Sinovac and Sinopharm vaccines combined saved over 3 million lives, according to Airfinity's study excluding those lives saved in China./Airfinity.com

Sinovac and Sinopharm vaccines combined saved over 3 million lives, according to Airfinity's study excluding those lives saved in China./Airfinity.com

Airfinity's analytics director Matt Linley explained that the reason AstraZeneca and Pfizer-BioNTech were so successful in the study was that both succeeded in scaling up production quickly and delivering doses before other manufacturers.

"AstraZeneca may have saved the most lives due to where its primary series was distributed and who received it," he said, pointing to the fact its vaccines first went to older age groups in high income countries and nations with less robust health care systems.

"Both factors would have resulted in averting more deaths in the first year of vaccinations," he said.

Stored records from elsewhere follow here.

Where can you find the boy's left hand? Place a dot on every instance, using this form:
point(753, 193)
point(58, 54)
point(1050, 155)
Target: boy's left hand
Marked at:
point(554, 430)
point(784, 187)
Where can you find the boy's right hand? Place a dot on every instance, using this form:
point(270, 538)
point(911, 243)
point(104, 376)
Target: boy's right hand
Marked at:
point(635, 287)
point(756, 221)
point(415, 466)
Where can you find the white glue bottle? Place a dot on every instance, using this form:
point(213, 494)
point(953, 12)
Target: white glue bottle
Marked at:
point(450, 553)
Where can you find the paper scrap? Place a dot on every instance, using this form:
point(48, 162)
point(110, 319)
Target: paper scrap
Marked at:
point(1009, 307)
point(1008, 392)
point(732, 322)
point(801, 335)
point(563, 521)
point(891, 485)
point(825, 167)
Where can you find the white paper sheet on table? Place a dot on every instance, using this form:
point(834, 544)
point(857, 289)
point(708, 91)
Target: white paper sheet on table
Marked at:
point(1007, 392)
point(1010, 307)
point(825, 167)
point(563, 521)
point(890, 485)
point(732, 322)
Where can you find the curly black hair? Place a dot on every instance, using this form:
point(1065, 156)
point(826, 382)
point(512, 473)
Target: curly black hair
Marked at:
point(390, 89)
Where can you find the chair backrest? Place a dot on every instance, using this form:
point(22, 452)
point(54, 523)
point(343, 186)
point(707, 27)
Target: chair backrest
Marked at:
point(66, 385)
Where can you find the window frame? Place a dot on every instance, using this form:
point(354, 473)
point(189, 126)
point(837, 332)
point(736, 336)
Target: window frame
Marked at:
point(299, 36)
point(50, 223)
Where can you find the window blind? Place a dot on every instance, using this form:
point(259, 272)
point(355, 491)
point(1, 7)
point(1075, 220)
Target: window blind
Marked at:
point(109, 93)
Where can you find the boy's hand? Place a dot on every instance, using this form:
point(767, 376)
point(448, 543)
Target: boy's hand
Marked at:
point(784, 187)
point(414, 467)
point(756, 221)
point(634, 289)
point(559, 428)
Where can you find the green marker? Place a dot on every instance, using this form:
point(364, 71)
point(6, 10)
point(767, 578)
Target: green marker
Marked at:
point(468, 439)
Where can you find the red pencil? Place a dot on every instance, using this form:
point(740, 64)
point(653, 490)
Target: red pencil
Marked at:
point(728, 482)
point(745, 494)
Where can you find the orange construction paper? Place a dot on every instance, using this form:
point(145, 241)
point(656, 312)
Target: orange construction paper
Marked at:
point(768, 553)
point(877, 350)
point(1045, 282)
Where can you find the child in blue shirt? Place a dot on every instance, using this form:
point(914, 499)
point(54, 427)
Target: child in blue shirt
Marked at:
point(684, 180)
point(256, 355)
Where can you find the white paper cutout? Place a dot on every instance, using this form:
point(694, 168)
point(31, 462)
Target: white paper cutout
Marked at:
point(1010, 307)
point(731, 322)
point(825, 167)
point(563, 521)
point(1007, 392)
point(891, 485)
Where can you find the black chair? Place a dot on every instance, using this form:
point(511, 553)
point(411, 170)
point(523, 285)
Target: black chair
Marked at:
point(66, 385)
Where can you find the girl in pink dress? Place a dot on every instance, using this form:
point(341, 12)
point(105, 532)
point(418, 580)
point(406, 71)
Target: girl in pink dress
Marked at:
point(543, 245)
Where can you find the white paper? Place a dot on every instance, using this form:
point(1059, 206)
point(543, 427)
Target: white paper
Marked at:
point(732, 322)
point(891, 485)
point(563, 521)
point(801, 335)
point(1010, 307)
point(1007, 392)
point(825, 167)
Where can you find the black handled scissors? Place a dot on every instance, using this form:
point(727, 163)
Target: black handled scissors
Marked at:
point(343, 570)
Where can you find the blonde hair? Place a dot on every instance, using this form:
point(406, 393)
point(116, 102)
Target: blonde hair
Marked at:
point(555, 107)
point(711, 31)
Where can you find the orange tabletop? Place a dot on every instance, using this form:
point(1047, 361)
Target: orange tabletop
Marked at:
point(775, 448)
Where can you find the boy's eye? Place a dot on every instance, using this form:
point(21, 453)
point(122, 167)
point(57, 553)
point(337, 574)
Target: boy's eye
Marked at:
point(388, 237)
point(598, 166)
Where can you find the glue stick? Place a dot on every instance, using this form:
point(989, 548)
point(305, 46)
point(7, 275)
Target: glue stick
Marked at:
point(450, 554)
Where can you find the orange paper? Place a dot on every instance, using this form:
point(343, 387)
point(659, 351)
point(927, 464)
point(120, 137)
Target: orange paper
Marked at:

While Sinopharm and Sinovac were most widely distributed in China, Airfinity estimated in a separate study that by October 2021, China had commercially exported 1.1 billion doses of its vaccines to 123 countries, making it a world leader in vaccine exports.

Airfinity said of its current study that omitting the number of lives saved in the country from its modeling was "unlikely to change the picture much," due to the fact strong lockdowns played a more important role than vaccines Beijing's coronavirus response, "thus the impact of vaccines there would be much much lower."

However, more than 1.26 billion people are fully vaccinated in China - where the two most widely used vaccines were Sinovac and Sinopharm - meaning estimates for the total number of lives saved by the Chinese inoculations would be expected to be considerably higher.